I’ve been thinking a lot lately about renewal.
It started a couple of weeks ago at the initial public offering of General Motors, on 18 November. I was in the back of the huge crowd on the NYSE trading floor; with a magnifying glass you might be able to see me doing a "Where's Waldo" in this photo, at the upper left amid the sea of news photographers.
That was one intense morning on the trading floor. One of those the-world-is-watching moments. Everyone was “on,” everyone was wearing their game face, everyone knew how important it was that everything go right. And it did.
I can’t remember that level of absolute purposefulness since, perhaps, the reopening of NYSE on 17 September 2001, the first trading session after the 9/11 attacks. That got me thinking about the importance of GM’s story to America, and perhaps worldwide.
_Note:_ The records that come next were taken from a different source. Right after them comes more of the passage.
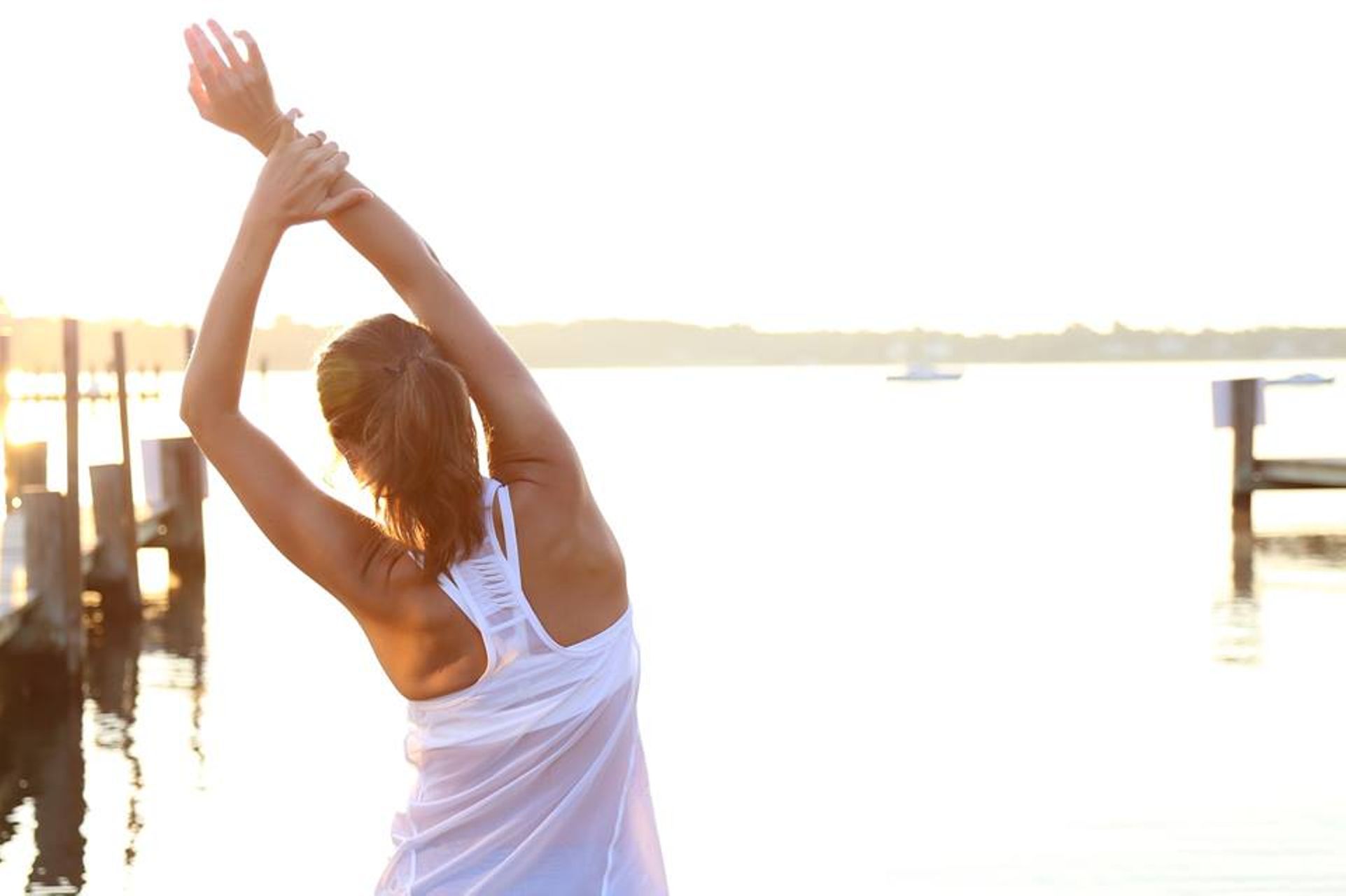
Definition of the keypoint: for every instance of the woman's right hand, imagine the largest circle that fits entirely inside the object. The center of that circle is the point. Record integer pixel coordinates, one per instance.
(232, 92)
(294, 183)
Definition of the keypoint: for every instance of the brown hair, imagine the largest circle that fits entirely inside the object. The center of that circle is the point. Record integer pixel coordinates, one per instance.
(402, 416)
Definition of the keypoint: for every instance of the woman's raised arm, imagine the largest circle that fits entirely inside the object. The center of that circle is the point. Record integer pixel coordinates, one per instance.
(525, 439)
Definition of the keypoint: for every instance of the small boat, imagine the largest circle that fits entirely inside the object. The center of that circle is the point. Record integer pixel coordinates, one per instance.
(1302, 379)
(925, 373)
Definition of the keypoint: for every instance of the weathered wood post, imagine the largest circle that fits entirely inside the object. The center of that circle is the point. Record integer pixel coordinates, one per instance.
(115, 559)
(54, 624)
(1239, 405)
(175, 482)
(70, 545)
(4, 379)
(1244, 400)
(127, 536)
(24, 467)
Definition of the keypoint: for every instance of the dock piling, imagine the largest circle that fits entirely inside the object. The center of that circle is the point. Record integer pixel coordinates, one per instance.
(125, 532)
(24, 467)
(54, 623)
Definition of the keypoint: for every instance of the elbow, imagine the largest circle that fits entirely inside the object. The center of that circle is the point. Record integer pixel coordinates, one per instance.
(190, 412)
(199, 421)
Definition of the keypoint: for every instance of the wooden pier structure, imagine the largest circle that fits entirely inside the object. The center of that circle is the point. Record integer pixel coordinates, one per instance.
(1239, 404)
(45, 568)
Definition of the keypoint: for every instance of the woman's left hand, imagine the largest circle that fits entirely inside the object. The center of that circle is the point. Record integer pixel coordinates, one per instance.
(294, 183)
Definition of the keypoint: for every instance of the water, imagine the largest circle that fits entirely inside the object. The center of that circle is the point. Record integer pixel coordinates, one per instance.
(910, 638)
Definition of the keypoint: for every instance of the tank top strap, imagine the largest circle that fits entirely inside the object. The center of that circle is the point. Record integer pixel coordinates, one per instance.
(510, 551)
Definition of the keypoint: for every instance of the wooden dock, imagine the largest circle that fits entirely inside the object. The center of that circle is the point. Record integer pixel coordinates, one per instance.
(45, 568)
(1239, 404)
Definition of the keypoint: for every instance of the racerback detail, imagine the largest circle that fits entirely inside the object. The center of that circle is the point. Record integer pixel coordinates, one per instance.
(532, 779)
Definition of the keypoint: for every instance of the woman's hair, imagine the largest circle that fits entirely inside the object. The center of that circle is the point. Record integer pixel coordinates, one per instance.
(402, 416)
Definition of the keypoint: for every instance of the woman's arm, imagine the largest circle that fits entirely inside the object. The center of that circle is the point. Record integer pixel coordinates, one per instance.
(525, 439)
(318, 533)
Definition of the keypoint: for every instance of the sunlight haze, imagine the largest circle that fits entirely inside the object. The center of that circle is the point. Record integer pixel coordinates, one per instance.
(841, 166)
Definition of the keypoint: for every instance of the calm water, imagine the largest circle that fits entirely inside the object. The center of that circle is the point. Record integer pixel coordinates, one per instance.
(898, 638)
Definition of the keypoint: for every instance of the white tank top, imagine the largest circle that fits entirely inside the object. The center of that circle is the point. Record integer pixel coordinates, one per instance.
(532, 780)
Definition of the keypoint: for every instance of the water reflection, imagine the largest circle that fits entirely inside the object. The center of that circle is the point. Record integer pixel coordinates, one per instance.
(1239, 617)
(42, 762)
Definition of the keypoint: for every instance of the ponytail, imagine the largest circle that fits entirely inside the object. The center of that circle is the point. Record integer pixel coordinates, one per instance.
(402, 414)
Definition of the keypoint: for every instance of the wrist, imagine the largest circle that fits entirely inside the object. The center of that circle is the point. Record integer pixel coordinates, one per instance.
(264, 136)
(262, 225)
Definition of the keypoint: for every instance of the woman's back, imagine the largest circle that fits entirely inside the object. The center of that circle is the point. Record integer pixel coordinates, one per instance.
(532, 779)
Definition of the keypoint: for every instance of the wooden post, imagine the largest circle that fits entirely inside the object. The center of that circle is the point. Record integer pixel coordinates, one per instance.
(70, 544)
(175, 482)
(4, 381)
(54, 626)
(115, 557)
(128, 500)
(1244, 395)
(24, 465)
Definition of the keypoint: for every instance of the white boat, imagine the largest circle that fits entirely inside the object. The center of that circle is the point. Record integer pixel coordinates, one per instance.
(925, 373)
(1302, 379)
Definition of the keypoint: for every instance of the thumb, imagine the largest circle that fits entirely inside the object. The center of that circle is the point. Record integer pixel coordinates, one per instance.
(344, 201)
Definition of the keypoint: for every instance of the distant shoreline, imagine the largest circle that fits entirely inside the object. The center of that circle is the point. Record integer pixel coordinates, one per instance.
(653, 344)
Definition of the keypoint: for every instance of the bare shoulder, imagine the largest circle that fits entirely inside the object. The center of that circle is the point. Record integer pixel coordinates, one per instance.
(424, 642)
(571, 564)
(560, 524)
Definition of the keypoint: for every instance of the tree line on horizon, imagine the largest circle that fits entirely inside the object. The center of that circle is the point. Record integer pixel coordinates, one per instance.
(35, 344)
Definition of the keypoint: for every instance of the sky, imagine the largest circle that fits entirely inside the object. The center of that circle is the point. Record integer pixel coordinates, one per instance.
(983, 167)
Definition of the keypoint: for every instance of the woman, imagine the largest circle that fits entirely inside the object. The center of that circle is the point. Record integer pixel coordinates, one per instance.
(531, 775)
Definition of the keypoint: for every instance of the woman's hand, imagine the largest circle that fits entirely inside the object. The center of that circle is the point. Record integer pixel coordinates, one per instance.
(232, 92)
(294, 183)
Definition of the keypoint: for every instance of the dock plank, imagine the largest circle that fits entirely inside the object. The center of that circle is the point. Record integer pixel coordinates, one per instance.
(1299, 472)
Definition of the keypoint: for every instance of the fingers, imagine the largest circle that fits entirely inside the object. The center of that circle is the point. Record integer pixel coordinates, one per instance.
(253, 51)
(204, 54)
(344, 201)
(198, 90)
(227, 45)
(281, 144)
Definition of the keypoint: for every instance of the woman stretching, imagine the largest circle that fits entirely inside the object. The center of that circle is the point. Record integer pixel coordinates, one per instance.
(531, 774)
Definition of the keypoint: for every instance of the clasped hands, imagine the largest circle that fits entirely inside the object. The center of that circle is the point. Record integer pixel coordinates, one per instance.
(236, 94)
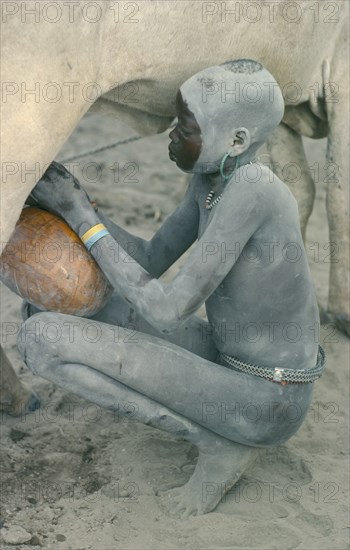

The rebirth of an industrial icon, one of the greatest names in the history of business. The restorative power and flexibility of our economic system, that such a company could go through restructuring and re-emerge newly positioned for the future. Following a long, deep and global recession, this was some welcome good news, a sign that better times may yet return, a comeback story.
President Obama said later that day, in part:
"…This is a country of optimistic and determined people who don’t give up when times are tough. We do what’s necessary to move forward.
"So these last two years haven’t been easy on anybody. They haven’t been without pain or sacrifice, as the tough restructuring of GM reminds us. And obviously we’ve still got a long road ahead and a lot of work to do – to rebuild this economy, to put people back to work, to make America more competitive for the future and to secure the American Dream for our children and our grandchildren.
"But we are finally beginning to see some of these tough decisions that we made in the midst of crisis pay off. And I’m absolutely confident that we’re going to keep on making progress. I believe we’re going to get through this tougher and stronger than we were before. Because just as I had faith in the ability of our autoworkers to persevere and succeed, I have faith in the American people’s ability to persevere and succeed. And I have faith that America’s best days and America’s -- and American manufacturing’s best days are still ahead of us."
What better setting for the re-start of those “best days” than the transformed New York Stock Exchange trading floor. It was all around me that morning, the things we’ve been talking about for months, a renewed business in full:
Duncan Niederauer told an interviewer that the GM offering highlighted this year’s return of equity capital raising, a core component of NYSE Euronext’s role in the economy. He said the offerings in just October and November this year would top those of full-year 2008 and 2009 combined.
And the final element of the renewal theme today: A few days later, I get a call telling me to get ready for the launch of NYSE Exchanges, our new blogging platform. Making a change is always a little scary-exciting, but I learned when we first started blogging five years ago, 5 December 2005: come on in, the water’s fine. We’ve always enjoyed – and have deeply grateful for – incredibly strong support for blogging, from both inside and outside the company.
My own blog on this new venue is called Open Interest. Here’s how I describe the focus (and myself) in the blog bio:
"Been doing PR here since 1988, blogging since 2005. Open Interest explores the transformation of markets, from how stuff works to transparency, diversity, community, advocacy and more."
Oh, and about the passport photo of me at the top of this post: See? I haven’t been lying about the nose all this time!
I think the best part of this new platform will be the ability to bring out more of my ECs (expert colleagues) from across the diverse businesses of NYSE – equities trading and listing, derivatives, technologies – and have them talk directly with our community about their respective areas. This should make for tremendously robust conversations.
When I first interviewed to join this company nearly 23 years ago, the HR recruiter told me that no matter my role, I would be expected to be the best person in that role anywhere in the business. That’s some expectation, but it has always stayed with me, and I see it embodied by so many of my colleagues, in so many places around the company, that it’s convinced me that it’s our true competitive edge. If we can bring to the global discussion of markets and technologies even a bit of the expertise and vision I see around me every day, it’s going to be one heckuva dialogue.